My daughter goes to a school that is quite successful when it comes to putting on United Nations day pageants emphasizing solidarity and diversity: "We are all one, we are all different, different is good." It even seems to do a good job at providing the children with an education, as far as I can tell--we are, after all, talking about a four year old. However, its one major failing and my own personal calvary is the car pool line. The first thing I have noticed about car pool, and perhaps this is not unique to my daughter's school, is that it makes practically no difference whether you arrive when school gets out or if you arrive fifteen minutes later. To get a good place, you have to get there at least fifteen minutes early and then it still seems to take forever.
To be fair they have a logistical challenge, given that the upper and lower school share the same car pool lane. On the one hand, you have a bunch of lollygagging adolescents who aren't exactly in a hurry to take a nose-dive down their coolness rating by hopping into the minivan or SUV with Mom. On the other, you have the lower school children who all have numbers and who are more or less efficiently shepherded into their parents' cars by attending teachers. As far as I could observe and this had been corroborated by another mother, cutting in line by lower school parents was permissible. Maybe I missed an important school communique on the matter; it's entirely possible.

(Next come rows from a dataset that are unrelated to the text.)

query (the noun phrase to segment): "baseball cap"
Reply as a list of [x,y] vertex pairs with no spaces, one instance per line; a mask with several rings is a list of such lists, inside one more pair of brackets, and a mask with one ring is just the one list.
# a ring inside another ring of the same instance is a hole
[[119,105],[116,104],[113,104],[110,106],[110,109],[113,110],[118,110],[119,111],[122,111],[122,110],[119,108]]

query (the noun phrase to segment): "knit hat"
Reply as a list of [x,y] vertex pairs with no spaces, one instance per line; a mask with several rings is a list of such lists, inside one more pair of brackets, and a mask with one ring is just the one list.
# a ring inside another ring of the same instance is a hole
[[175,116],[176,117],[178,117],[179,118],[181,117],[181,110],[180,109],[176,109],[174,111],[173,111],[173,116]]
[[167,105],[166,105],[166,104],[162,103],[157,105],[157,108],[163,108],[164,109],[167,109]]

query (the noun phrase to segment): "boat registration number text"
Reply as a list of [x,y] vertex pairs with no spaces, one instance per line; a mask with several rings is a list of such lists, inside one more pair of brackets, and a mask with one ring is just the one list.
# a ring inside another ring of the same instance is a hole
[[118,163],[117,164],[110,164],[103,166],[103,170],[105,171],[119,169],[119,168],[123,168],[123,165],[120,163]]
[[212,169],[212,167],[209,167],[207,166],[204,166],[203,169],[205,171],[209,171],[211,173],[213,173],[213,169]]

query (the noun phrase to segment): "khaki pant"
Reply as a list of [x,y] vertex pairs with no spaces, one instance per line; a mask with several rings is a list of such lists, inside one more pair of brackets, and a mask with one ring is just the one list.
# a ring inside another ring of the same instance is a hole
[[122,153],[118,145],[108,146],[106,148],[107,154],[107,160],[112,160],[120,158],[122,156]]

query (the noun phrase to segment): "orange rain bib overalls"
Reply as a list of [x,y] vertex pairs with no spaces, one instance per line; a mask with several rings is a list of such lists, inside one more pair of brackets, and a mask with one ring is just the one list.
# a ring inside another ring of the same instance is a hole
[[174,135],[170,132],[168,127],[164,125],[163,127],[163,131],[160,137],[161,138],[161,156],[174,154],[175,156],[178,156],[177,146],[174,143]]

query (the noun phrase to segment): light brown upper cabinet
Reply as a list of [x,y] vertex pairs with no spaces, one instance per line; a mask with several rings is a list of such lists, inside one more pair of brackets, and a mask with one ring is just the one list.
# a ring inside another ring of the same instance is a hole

Nevertheless, I was absolutely unprepared to be startled out of my radio-listening carpool stupor by the wrath of Brunhild, the German hausfrau Valkyrie this afternoon. She flew out of her car, shook her fist and shouted at me "You haff cut in line. This is not good. You haff cut in line. Now they will not have your child's number. You are slowing down the process."

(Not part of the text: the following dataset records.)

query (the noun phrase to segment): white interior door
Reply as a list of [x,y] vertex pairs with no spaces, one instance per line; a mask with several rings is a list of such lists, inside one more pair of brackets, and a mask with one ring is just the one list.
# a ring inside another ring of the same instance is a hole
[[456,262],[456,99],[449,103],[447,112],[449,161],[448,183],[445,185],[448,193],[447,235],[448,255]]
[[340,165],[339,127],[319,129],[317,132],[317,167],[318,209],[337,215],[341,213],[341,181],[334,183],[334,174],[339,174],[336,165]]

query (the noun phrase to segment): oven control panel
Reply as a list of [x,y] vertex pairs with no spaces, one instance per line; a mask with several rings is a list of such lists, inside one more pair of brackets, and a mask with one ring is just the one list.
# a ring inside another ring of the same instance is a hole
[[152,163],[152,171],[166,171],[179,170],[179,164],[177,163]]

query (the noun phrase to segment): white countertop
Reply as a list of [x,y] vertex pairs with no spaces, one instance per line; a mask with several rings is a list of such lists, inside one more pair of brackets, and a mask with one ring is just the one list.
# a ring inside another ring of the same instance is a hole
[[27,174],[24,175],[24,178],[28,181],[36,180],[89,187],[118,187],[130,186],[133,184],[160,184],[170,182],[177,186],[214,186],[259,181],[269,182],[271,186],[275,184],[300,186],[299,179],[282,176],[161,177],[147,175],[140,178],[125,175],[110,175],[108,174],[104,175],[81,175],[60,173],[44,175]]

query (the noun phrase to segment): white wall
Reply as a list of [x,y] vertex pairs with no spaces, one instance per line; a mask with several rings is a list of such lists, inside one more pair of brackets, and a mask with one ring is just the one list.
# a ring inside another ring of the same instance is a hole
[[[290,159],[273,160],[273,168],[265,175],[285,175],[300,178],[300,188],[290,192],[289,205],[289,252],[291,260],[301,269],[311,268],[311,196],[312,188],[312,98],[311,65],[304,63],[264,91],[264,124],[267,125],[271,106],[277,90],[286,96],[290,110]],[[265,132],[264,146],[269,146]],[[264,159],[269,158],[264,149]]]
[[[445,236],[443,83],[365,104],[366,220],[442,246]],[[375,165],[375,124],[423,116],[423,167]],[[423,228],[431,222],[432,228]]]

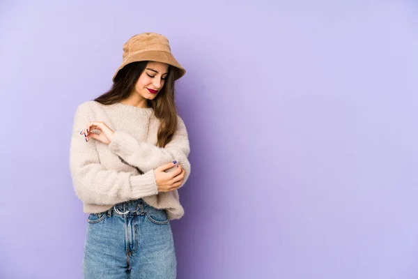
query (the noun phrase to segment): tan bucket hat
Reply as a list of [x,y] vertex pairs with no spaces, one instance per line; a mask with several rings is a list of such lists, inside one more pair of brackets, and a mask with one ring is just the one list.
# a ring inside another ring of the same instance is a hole
[[112,80],[121,69],[132,62],[152,61],[165,63],[174,67],[174,80],[178,80],[186,73],[186,70],[180,65],[171,54],[169,40],[156,33],[142,33],[131,37],[123,47],[122,65],[119,67]]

It was the un-Americaness of her reaction that took me off guard. I have had plenty of people cut in line or do those sort of little annoying things to me, but I think the typical American way of dealing with it is to just steam about it internally and maybe one day get an ulcer or something. Of course, some Americans eventually do blow a gasket when it comes to driving etiquette issues and then they pop off the offending individual with a gun. But that's an extreme. Regardless of what they do about it, for an American, that sort of offense is almost always personal and has little to do with society at large. We care about when people are f*cking with Number One, not so much when they are f*cking with "the process." And back to Number One, how did it make me feel? Well, confused actually. I hadn't meant to be rude. I simply didn't know she was a lower school parent and that apparently, even if she hadn't been, that cutting in line was not allowed in the afternoon. And then I felt extremely sheepish to have somebody so blatantly point out that I was in the wrong. In fact I was starting to strongly identify with those lollygagging adolescents on the curb. I felt fifteen again, hearing some voice of authority query "Do you know what you did?" which is exactly the sort of unfair question that puts you off guard, when you are fifteen and may be f*cking up on a fairly regular basis. You aren't exactly sure "what you did" refers to and you sure as heck don't want to admit to the stuff they haven't gotten around to finding out.

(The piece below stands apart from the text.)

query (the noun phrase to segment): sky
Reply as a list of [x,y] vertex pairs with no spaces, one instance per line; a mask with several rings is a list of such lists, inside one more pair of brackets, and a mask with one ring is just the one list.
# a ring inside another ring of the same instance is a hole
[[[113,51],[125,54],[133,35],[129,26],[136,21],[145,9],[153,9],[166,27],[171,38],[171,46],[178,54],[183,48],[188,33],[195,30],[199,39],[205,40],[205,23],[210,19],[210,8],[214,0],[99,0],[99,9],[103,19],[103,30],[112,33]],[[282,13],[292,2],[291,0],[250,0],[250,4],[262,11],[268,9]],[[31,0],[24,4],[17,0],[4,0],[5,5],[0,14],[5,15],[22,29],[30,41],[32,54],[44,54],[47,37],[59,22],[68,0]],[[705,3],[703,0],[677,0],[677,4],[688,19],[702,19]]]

My first reaction was to be rather defensive and snappish with her. Maybe I had been been in the wrong, but there was no need for her get so worked up about it. Get a life, lady. But I had to be fair, seeing the situation from her perspective I would have been irritated too. Of course, if I was going to have a confrontation I might not have made the assumption that the other person knew the rules that they were breaking or, even if I did, I might have tried to shame them into good behavior with a line like "Excuse me, you may not have realized, but you just cut in line..." or maybe that's just wimpy. I decided that I was going to try and disarm the Valkyrie. How long would she be able to sustain her anger against an unsatisfying target? I simply admitted "I'm sorry. I didn't realize that what I did was against the rules. In fact I'm not sure I understand the rules here. Thank you for pointing it out. I won't do it again." This seemed to work because she huffed and puffed a little, then threw her hands in the air and got back into the car.
Of course she was right. They had been able to read her carpool number so her child was quickly brought to her; whereas they completely overlooked me for a while. As she pulled away long before before I did, she couldn't resist one last parting shot "You see. They could not read your child's number." Poetic justice had been served. The rogue element slowing down the process had been brought back into the fold. She who had broken the rules had received her just due.